Deborah Pardo

Née à Marseille en 1986, je suis très tôt fascinée par la Nature. Au Collège Darius Milhaud, je ne suis pas convaincue par mon stage en entreprise chez un vétérinaire… Alors Bac S en poche au Lycée Michelet, je décide de suivre le cursus Biologie des Populations et des Écosystèmes à la Faculté de Saint-Jérôme (Université Aix-Marseille).

J’en profite pour contacter l’IMBE (Institut Méditerranéen de Biodiversité et d’Écologie) et travaille avec eux deux étés dans le parc national de Port-Cros sur des oiseaux marins en danger qui nichent de nuit sur les falaises. J’entre enfin dans le vif du sujet ! J’adore.

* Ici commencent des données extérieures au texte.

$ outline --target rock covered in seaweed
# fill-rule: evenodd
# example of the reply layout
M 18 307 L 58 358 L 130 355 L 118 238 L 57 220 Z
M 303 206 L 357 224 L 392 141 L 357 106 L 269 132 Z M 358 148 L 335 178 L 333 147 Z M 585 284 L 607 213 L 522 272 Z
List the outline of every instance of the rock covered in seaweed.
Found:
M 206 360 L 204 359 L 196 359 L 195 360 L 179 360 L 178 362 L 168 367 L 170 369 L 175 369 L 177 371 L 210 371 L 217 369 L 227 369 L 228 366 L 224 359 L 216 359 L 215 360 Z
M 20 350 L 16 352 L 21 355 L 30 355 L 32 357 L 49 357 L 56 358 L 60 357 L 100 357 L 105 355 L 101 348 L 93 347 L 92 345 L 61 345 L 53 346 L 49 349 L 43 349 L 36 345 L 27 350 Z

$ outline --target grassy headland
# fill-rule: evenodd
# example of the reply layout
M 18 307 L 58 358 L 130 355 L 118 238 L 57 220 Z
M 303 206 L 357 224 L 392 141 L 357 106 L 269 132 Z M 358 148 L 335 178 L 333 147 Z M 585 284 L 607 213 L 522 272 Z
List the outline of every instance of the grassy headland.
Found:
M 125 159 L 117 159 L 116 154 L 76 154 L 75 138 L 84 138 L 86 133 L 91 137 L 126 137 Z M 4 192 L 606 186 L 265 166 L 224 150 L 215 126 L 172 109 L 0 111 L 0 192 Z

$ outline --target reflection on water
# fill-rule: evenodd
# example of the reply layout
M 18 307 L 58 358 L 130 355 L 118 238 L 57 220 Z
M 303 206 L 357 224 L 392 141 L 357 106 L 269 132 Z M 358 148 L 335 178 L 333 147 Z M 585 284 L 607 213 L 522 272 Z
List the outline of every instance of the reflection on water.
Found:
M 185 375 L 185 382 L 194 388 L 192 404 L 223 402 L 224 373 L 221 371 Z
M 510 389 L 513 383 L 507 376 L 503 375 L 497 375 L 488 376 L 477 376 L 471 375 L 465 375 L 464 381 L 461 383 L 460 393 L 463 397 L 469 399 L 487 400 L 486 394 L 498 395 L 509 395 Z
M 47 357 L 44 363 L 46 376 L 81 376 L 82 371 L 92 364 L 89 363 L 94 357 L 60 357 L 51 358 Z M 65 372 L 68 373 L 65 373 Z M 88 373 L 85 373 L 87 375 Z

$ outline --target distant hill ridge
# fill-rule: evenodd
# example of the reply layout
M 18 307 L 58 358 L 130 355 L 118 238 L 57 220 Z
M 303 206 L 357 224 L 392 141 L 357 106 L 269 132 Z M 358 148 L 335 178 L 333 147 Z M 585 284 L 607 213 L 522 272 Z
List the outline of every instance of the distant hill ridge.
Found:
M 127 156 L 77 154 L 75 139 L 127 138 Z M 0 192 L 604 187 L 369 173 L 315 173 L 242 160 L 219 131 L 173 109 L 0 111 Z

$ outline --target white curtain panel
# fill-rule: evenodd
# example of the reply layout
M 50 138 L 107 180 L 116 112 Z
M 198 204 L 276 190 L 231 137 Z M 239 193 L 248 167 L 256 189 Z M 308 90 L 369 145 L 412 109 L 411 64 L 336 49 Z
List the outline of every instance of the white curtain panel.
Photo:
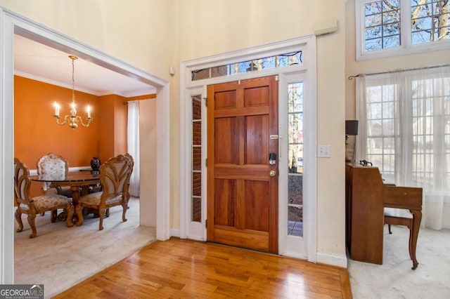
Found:
M 129 179 L 129 194 L 139 197 L 140 153 L 139 153 L 139 101 L 128 102 L 128 153 L 134 159 L 134 168 Z
M 359 76 L 356 161 L 423 188 L 422 225 L 450 228 L 450 66 Z

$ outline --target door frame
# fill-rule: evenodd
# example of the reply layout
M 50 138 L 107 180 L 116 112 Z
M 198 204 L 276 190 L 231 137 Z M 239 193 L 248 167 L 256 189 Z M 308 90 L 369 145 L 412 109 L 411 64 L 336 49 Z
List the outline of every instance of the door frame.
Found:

Les cours sont un peu lents et généraux du coup du haut de mes 20 ans je pars étudier en anglais à Uppsala Universitet en Suède (60ème meilleure université du monde). J’y apprends énormément et surtout la valeur de la mobilité pour une carrière académique.

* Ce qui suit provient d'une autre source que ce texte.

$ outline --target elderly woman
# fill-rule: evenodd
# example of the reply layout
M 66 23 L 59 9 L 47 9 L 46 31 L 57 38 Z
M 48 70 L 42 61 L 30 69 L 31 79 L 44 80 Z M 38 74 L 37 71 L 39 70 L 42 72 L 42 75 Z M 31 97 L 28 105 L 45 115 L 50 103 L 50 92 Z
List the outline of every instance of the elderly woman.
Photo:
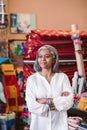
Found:
M 73 93 L 68 76 L 59 72 L 58 66 L 58 53 L 53 46 L 38 49 L 35 73 L 26 83 L 30 130 L 68 130 L 67 110 L 73 105 Z

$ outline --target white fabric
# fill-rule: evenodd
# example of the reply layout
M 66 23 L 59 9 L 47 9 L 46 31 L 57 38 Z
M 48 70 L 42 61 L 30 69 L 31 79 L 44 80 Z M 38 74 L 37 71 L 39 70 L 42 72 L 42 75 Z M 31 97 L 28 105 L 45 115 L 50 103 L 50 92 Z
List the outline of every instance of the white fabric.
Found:
M 61 96 L 64 91 L 70 95 Z M 31 112 L 30 130 L 68 130 L 67 110 L 73 104 L 73 93 L 66 74 L 55 73 L 50 84 L 38 72 L 29 76 L 25 98 Z M 48 111 L 48 106 L 36 98 L 53 98 L 57 110 Z

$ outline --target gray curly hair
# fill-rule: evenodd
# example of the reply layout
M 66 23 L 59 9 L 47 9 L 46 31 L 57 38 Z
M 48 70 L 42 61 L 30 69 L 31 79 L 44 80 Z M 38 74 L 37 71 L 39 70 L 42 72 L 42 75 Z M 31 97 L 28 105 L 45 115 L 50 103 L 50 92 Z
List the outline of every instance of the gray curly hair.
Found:
M 52 53 L 53 57 L 55 58 L 55 62 L 54 62 L 54 64 L 53 64 L 52 71 L 53 71 L 54 73 L 55 73 L 55 72 L 59 72 L 59 70 L 58 70 L 58 69 L 59 69 L 59 57 L 58 57 L 58 52 L 57 52 L 57 50 L 56 50 L 53 46 L 51 46 L 51 45 L 43 45 L 43 46 L 41 46 L 41 47 L 38 49 L 37 54 L 36 54 L 35 63 L 34 63 L 34 66 L 33 66 L 34 71 L 35 71 L 35 72 L 41 71 L 41 68 L 40 68 L 39 63 L 38 63 L 38 56 L 39 56 L 39 52 L 40 52 L 42 49 L 48 49 L 48 50 Z

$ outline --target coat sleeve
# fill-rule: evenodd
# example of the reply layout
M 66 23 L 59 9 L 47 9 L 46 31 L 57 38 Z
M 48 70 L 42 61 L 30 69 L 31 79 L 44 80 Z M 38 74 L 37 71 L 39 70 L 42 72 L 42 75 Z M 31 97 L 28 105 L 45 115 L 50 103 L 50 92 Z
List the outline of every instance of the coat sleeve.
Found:
M 55 107 L 58 111 L 66 111 L 73 105 L 73 91 L 66 74 L 64 74 L 64 77 L 62 79 L 62 88 L 62 92 L 67 91 L 70 94 L 69 96 L 58 96 L 53 99 Z
M 36 101 L 35 88 L 33 85 L 33 80 L 27 79 L 25 101 L 29 112 L 37 114 L 39 116 L 48 116 L 49 106 L 47 104 L 40 104 Z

Retour à Marseille en Master 1 avec un stage de 3 mois à l’IMBE sur les causes d’extinction des oiseaux marins, groupe d’oiseaux le plus menacé du monde. Je finis seconde de promo, derrière mon fiancé.

En recherche d’excellence, je postule aux meilleurs masters d’écologie de France et atterris à l’Université Montpellier 2. Le niveau est très élevé, je m’en sors 7ème avec un stage de 6 mois sur les oiseaux marins de l’arctique Norvégien : je deviens experte en démographie !

Ce que je veux vraiment ? Faire avancer la protection des espèces. Je suis alors sélectionnée par l’Université Pierre et Marie Curie (35ème meilleure université du monde) et le Centre d’Études Biologiques de Chizé qui m’amènent dans les Terres Australes et Antarctiques Françaises. Je me spécialise en démographie évolutive et conservation de ces oiseaux emblématiques que sont les albatros.

L’obtention de mon doctorat avec mention spéciale du Jury me donne accès au poste compétitif de jeune chercheuse à l’Institut Polaire de Cambridge en Angleterre (2ème meilleure université du monde) où, en plus de mes recherches, j’enseigne en licence à l’Université, forme des doctorants en techniques de modélisation, organise/intervient lors de conférences scientifiques internationales et conseille/rapporte à des commissions de pêche et ONG de conservation.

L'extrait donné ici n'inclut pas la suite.